The use of hair analysis to document a cocaine overdose following a sustained survival period before death.

Hair analysis for cocaine was used in the investigation of a case of accidental cocaine poisoning. A 25-year-old man consumed an entire bottle of Pony Malta, an imported Colombian soft drink. Unbeknownst to him, the 6.2-oz bottle contained a large quantity of cocaine. It was subsequently discovered that this bottle was one of 45 recovered that contained cocaine as part of a smuggling scheme. The subject was hospitalized for acute cocaine intoxication but died 24 days later. The admission blood contained 2.3 mg/L of cocaine and 4.5 mg/L of benzoylecgonine. Subsequent segmental analysis by MS/MS of hair samples taken at the autopsy revealed a peak cocaine concentration in the segment corresponding to the time he ingested the tainted beverage. The use of hair analysis as an adjunct to traditional analytical techniques may help document drug use history and is especially useful in situations have blood and urine specimens have not been collected in a timely fashion.
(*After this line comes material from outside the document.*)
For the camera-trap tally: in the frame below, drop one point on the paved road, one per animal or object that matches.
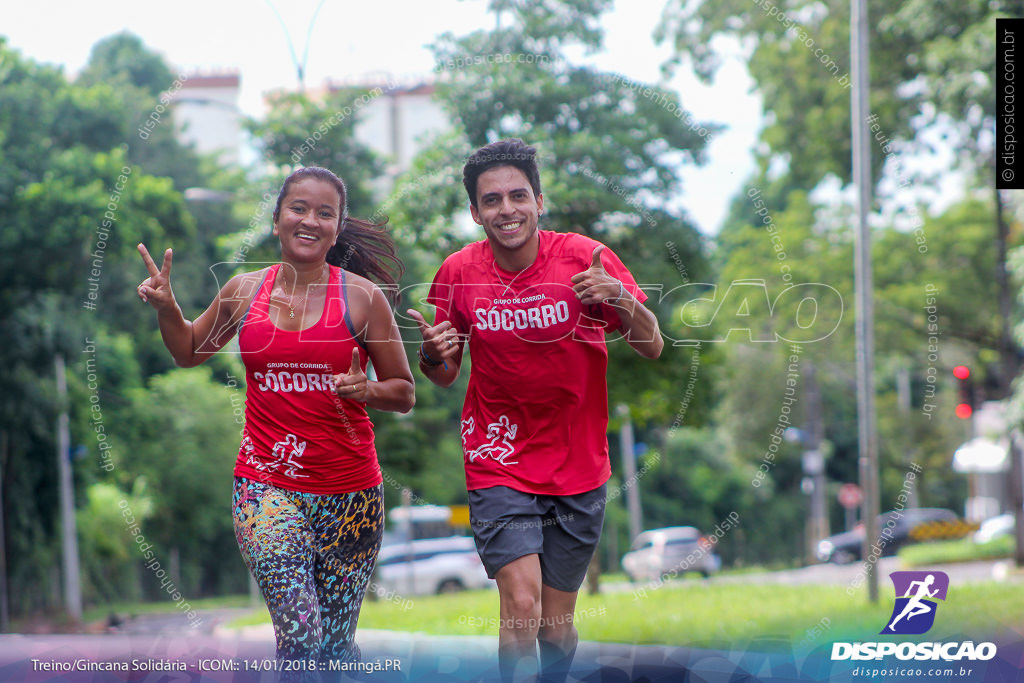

Cocaethylene is more potent than cocaine in mediating lethality.

Cocaethylene is a pharmacologically active cocaine metabolite that is formed in the presence of ethanol by the activity of liver enzymes. The pharmacology of cocaethylene has not been extensively investigated and its acute toxicity is unknown. The acute toxicity of cocaethylene was compared to cocaine in Swiss-Webster mice. The LD50 of cocaethylene was 60.7 mg/kg and 63.8 mg/kg in female and male mice, respectively. In comparison, the LD50 of cocaine was 93.0 mg/kg in both female and male mice. These studies demonstrate that the cocaine-alcohol metabolite, cocathylene, is more potent in mediating lethality than the parent drug.

Site-dependent postmortem changes in blood cocaine concentrations.
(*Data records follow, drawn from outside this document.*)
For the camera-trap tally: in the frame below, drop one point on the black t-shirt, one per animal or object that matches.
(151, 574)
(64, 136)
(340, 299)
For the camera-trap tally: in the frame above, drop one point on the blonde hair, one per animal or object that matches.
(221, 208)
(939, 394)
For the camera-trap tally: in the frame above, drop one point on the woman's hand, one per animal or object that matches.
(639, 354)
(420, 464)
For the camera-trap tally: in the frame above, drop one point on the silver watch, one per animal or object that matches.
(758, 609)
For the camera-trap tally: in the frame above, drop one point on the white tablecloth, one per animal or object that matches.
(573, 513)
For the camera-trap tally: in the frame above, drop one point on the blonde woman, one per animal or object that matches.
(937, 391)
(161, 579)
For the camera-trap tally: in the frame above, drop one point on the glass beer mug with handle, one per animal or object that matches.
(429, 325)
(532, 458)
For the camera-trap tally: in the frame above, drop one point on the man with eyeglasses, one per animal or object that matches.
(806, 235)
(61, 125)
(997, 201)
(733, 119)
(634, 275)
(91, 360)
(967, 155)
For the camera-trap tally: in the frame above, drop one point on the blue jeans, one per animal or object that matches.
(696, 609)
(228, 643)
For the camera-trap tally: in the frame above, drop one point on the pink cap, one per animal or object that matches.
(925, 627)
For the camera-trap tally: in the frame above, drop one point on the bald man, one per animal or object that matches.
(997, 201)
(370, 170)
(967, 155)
When a forensic toxicologist interprets postmortem blood cocaine findings he usually must make assumptions regarding perimortem drug concentrations. In-vitro studies have shown that cocaine rapidly hydrolyzes in unpreserved blood, particularly at elevated temperatures. However, other studies have demonstrated site-dependent postmortem release of some drugs from tissue stores accompanied by increases in drug concentrations in the blood. This study was undertaken to investigate whether blood cocaine concentrations change in the body during the postmortem interval and, if so, to measure the direction and magnitude of the changes. In medical examiner cases in which scene investigation suggested that the decreased was a cocaine user, blood samples were collected as soon after death as possible. At autopsy, a second set of samples was collected. Analysis of paired samples by gas chromatography/mass spectrometry (GC/MS) revealed dramatic differences in the cocaine concentration. The magnitude and direction of the change appears to be site dependent. Usually, but not invariably, cocaine concentration in subclavian vein blood decreases while that in heart, aorta, and femoral vein blood increases during the interval between death and autopsy. The findings emphasize the danger inherent in attempting to estimate the concentration of cocaine in blood at the time of death from postmortem data.

Cocaethylene: a unique cocaine metabolite displays high affinity for the dopamine transporter.

Concurrent cocaine and alcohol use is common practice in the general population, as indicated by recent prevalence studies. In the presence of ethyl alcohol, cocaine is metabolized to its ethyl homolog, cocaethylene. The transesterification of cocaine and ethanol to cocaethylene takes place in the liver and represents a novel metabolic reaction. Cocaethylene was detected in postmortem blood, liver, and neurological tissues in concentrations equal to and sometimes exceeding those of cocaine. In vitro binding studies demonstrate that cocaethylene has a pharmacological profile similar but not identical to that of cocaine at monoamine transport sites assayed in the human brain. Cocaethylene was equipotent to cocaine at inhibiting [3H]mazindol binding to the dopamine transporter. The blockade of dopamine reuptake in the synaptic cleft by cocaethylene may account for the enhanced euphoria associated with combined alcohol and cocaine abuse.